Hack Me If You Can: Aggregating AutoEncoders for Countering Persistent Access Threats Within Highly Imbalanced Data

TL;DR

This paper introduces AE-APT, a deep learning-based AutoEncoder ensemble designed to detect highly imbalanced Advanced Persistent Threats across multiple operating systems, outperforming existing methods in detection accuracy.

Contribution

The paper presents a novel AutoEncoder-based framework, including Transformer variants, for effective APT detection in highly imbalanced cybersecurity datasets.

Findings

AE-APT achieves higher detection rates than competitors.

The method is effective across multiple OS and attack scenarios.

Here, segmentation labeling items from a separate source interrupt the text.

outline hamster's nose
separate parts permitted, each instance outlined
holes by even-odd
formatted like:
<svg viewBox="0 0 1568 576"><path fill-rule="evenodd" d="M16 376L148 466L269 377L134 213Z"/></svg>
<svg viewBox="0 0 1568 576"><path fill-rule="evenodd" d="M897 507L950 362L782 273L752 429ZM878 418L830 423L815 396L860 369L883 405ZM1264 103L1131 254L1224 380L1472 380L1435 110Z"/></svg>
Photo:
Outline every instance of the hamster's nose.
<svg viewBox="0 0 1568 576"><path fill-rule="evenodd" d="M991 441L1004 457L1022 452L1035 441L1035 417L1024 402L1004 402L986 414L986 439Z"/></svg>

Detection of rare APT-like attacks at 0.004% data prevalence.

Abstract

Advanced Persistent Threats (APTs) are sophisticated, targeted cyberattacks designed to gain unauthorized access to systems and remain undetected for extended periods. To evade detection, APT cyberattacks deceive defense layers with breaches and exploits, thereby complicating exposure by traditional anomaly detection-based security methods. The challenge of detecting APTs with machine learning is compounded by the rarity of relevant datasets and the significant imbalance in the data, which makes the detection process highly burdensome. We present AE-APT, a deep learning-based tool for APT detection that features a family of AutoEncoder methods ranging from a basic one to a Transformer-based one. We evaluated our tool on a suite of provenance trace databases produced by the DARPA Transparent Computing program, where APT-like attacks constitute as little as 0.004% of the data. The datasets span multiple operating systems, including Android, Linux, BSD, and Windows, and cover two attack scenarios. The outcomes showed that AE-APT has significantly higher detection rates compared to its competitors, indicating superior performance in detecting and ranking anomalies.